Tan et al. reported that adipose tissue cartonectin levels were lower in patients with PCOS. Additionally, they found negative correlations between BMI, glucose, insulin, LDL, TG, and CRP. They determined that serum cartonectin level increased in this patient group following 6-month metformin treatment [13]. Similarly, we also found that cartonectin was negatively correlated significantly with BMI, glucose, and LDL levels. In their study conducted in 2001, Choi et al. reported a negative correlation between creatinine clearance and cartonectin level and a positive correlation between creatinine and cartonectin levels. We also obtained similar results in our study. However, the patient group in the study of Choi et al. did not include patients with chronic kidney disease [6].

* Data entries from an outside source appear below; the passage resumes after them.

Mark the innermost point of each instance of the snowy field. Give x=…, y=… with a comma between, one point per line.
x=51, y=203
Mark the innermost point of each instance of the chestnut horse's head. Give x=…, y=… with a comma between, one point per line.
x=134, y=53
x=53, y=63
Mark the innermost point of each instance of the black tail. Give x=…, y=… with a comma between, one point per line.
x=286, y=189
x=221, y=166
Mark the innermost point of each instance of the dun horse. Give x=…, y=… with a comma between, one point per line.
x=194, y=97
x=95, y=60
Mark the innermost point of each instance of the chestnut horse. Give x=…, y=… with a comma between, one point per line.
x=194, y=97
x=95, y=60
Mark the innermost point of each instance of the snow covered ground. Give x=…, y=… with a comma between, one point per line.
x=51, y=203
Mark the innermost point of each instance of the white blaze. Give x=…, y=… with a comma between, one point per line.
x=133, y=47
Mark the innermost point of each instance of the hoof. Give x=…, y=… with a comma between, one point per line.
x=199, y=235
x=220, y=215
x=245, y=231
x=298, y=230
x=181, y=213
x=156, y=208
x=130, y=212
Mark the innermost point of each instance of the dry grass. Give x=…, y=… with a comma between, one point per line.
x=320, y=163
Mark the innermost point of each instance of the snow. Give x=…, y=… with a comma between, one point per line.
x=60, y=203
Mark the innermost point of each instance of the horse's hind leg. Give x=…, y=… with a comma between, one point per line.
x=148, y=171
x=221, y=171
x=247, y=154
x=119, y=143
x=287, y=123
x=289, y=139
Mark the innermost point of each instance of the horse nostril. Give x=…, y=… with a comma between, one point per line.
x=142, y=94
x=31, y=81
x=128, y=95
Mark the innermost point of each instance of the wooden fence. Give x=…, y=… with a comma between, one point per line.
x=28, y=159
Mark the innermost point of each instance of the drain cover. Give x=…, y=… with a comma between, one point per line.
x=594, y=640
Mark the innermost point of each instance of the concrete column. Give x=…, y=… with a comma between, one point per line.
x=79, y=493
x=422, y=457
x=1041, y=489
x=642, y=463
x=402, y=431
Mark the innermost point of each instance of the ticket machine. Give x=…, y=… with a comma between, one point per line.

Schaffler et al. reported that cartonectin administration resulted in adiponectin secretion [14]. In their study consisting of 368 patients, Liu et al. reported that adiponectin, resistin, MCP-1 and adipsin levels were significantly increased in dialysis patients. They asserted that the decreased renal clearance was related to increased adipokine levels [15]. We have found no study conducted prior to our study in which the cartonectin level was investigated in patients with chronic kidney disease. Adiponectin and cartonectin are 36% homologous to each other in alignment in humans [16]. As found in the studies conducted with adiponectin, we found that the level of cartonectin, which has the closest structural similarity to adiponectin, was increased in the hemodialysis patient group when compared to the control and predialysis groups, which were similar regarding BMI and weight in our study, even in the presence of insulin resistance and high prevalence of cardiovascular disease. We also were unable to explain exactly why cartonectin is elevated with the reduction of creatine clearance. We can assert that adiponectin and cartonectin have parallel effects on the hemodialysis patient group and also that a negative correlation is present between creatinine clearance and cartonectin, similar to adiponectin. In this group of patients, high levels of adiponectin have been tried to be explained by several mechanisms. Adiponectin is excreted via the kidneys. It may be suggested that there is a negative correlation between GFR and adiponectin and that it is high in patients with hemodialysis, which is not proven. Another explanation is the increased adiponectin level as a compensatory response to the increase in inflammation in ESRD. Another explanation is the adiponectin resistance due to the uremic proinflammatory circulation [18,19]. Okuno and colleagues found that increased adiponectin levels in hemodialysis patients were associated with decreased bone mineral density [20]. Based on the structural similarity between adiponectin and cartonectin, cartonectin elevation in the hemodialysis group may be related to this reason. However, further work is needed on this topic.

Conclusion

It is difficult to claim that cartonectin and adiponectin levels increase in hemodialysis patient groups when the structural and functional similarities of these two molecules are taken into consideration, thus necessitating support with further studies having larger samples.